Fox pricked up his ears. “And how did Props like— er — the deceased — paying attention to his girl?
“ ’E ’ated ’im, too.”
“Did he now,” said Fox.
There was a short silence. Mr. Willings looked at his boots, stood uncertainly on one leg, grinned, and ran out of information. He and his myrmidons were told they might go home, having first left their names and addresses. They departed. Fox almost rubbed his hands together.

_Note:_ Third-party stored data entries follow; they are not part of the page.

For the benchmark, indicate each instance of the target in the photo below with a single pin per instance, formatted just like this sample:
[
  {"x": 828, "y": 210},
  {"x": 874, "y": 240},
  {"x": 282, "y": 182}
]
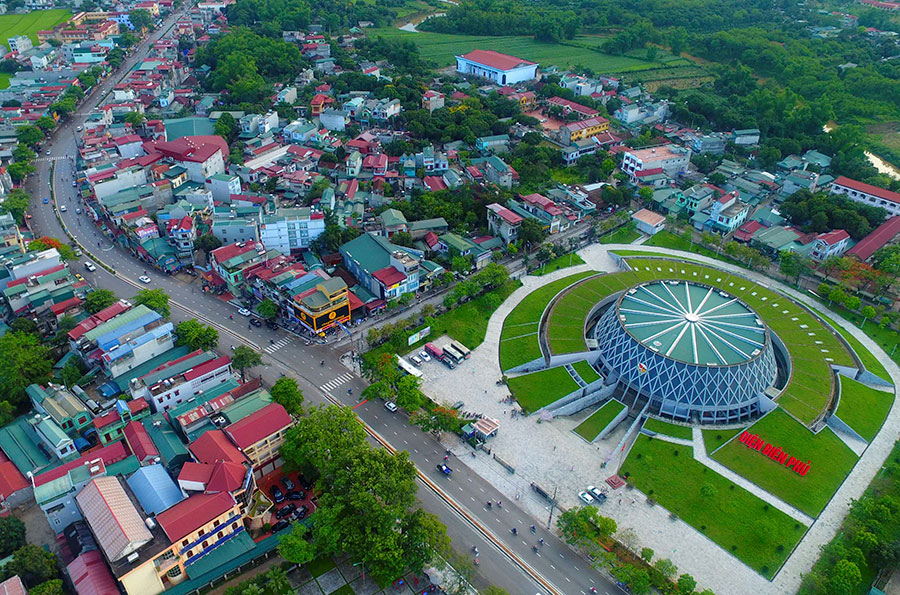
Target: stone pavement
[{"x": 552, "y": 455}]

“There you are!” he exclaimed. “Deceased was interfering with his girl. He’s just the type to go off the deep end. I think before we go any further I’d better let the big noise know about this.”
They returned to the wings. Neither Alleyn or Props were to be seen.
“Well now,” remarked Inspector Fox. “Where’s he gone popping off to, I wonder?”
“Here I am,” said Alleyn’s voice. Nigel and Fox started slightly and walked round the prompt wing.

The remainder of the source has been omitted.